Fallback models receive the exact same request as the primary model
(thinking configuration, task budget, beta features, ...), so list only
models that accept the same request shape. Not available on Bedrock, Vertex
AI, or the Message Batches API.

## Thinking Display

Controls whether thinking blocks are returned in responses when thinking is enabled. Newer Claude models (Opus 4.7+, Fable 5) hide thinking content by default (`omitted`); docker-agent counters this by requesting `summarized` thinking whenever an adaptive/effort-based budget is used without an explicit `thinking_display`, so reasoning stays visible in the UI. Set `thinking_display` in `provider_opts` to override:

```yaml
models:
  claude-opus-4-7:
    provider: anthropic
    model: claude-opus-4-7
    thinking_budget: adaptive
    provider_opts:
      thinking_display: omitted # "summarized", "display", or "omitted"
```

Valid values:

- `summarized`: thinking blocks are returned with summarized thinking text (docker-agent's default for adaptive/effort-based budgets).
- `display`: thinking blocks are returned for display.
- `omitted`: thinking blocks are returned with an empty thinking field; the signature is still returned for multi-turn continuity. Useful to reduce time-to-first-text-token when streaming.

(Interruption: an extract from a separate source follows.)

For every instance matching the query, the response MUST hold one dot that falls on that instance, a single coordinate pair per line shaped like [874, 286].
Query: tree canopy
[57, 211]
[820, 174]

Note: `thinking_display` applies to both `thinking_budget` with token counts and adaptive/effort-based budgets. For token-count budgets no default is applied (the API already defaults to `summarized`). Full thinking tokens are billed regardless of the `thinking_display` value.

> [!NOTE]
> Anthropic thinking budget values below 1024 or greater than or equal to `max_tokens` are ignored (a warning is logged).